This image is the cover for the book Listen to the Voice, Canongate Classics

Listen to the Voice, Canongate Classics

These eighteen short stories by the Scottish poet and author of Consider the Lilies “focus on the ambiguities of the inner voice . . . with moments of searing emotion” (Independent on Sunday, UK).

This collection of the best of Iain Crichton Smith’s short fiction beckons us to listen, not only to the voice of this impeccable author, but to the many voices, both public and private, that he conjures in his characters. Ranging from inner promptings towards self-discovery to the unconscious comedy of everyday speech and even the rantings of near madness, these stories display the peaks of Smith’s wry, surrealistic humor, and his confessional mode in examining the past.

The longer stories, illustrative of Smith’s novels, are represented by ‘Murdo’ and the seminal ‘The Black and the Red’. There are also outstanding short pieces such as ‘Listen to the Voice’ and the poignant vignette, ‘The Dying’.

This edition of Listen to the Voice includes an introduction by Douglas Gifford.

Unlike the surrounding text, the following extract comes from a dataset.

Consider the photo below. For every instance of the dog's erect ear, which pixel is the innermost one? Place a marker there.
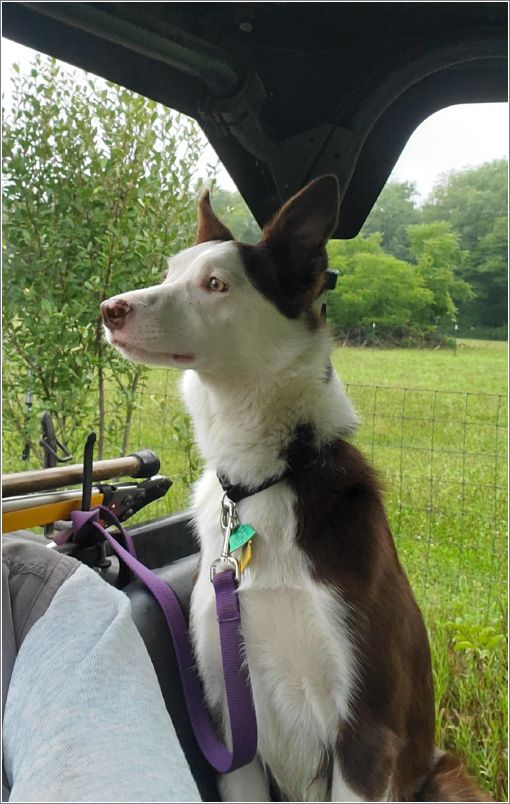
(209, 226)
(298, 234)
(309, 218)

“He has a dry pungent humor, a gift for comic invention and a welcome ability to laugh at himself and his background while making a serious point and taking us to conclusions that are anything but obvious.” —The Scotsman, UK

Iain Crichton Smith, Douglas Gifford

Iain Crichton Smith (1928-98) was born in Glasgow and raised by his widowed mother on the Isle of Lewis before going to Aberdeen to attend university. As a sensitive and complex poet in both English and his native Gaelic, he has published many collctions of verse, from The Long RIver in 1955 to A Life in 1986. The latter volume looks back over his years in Lewis and Aberdeen, to remember a spell of National Service in the fifties, leading to his work as an English teacher in Clydebank and Dumbarton, and from 1955 at the High School in Oban until his retirement in 1977. He has been recipient of a number of literary prizes, Scottish Arts Council Awards and fellowships, as well as the Queen's Jubilee Medal and, in 1980, an OBE.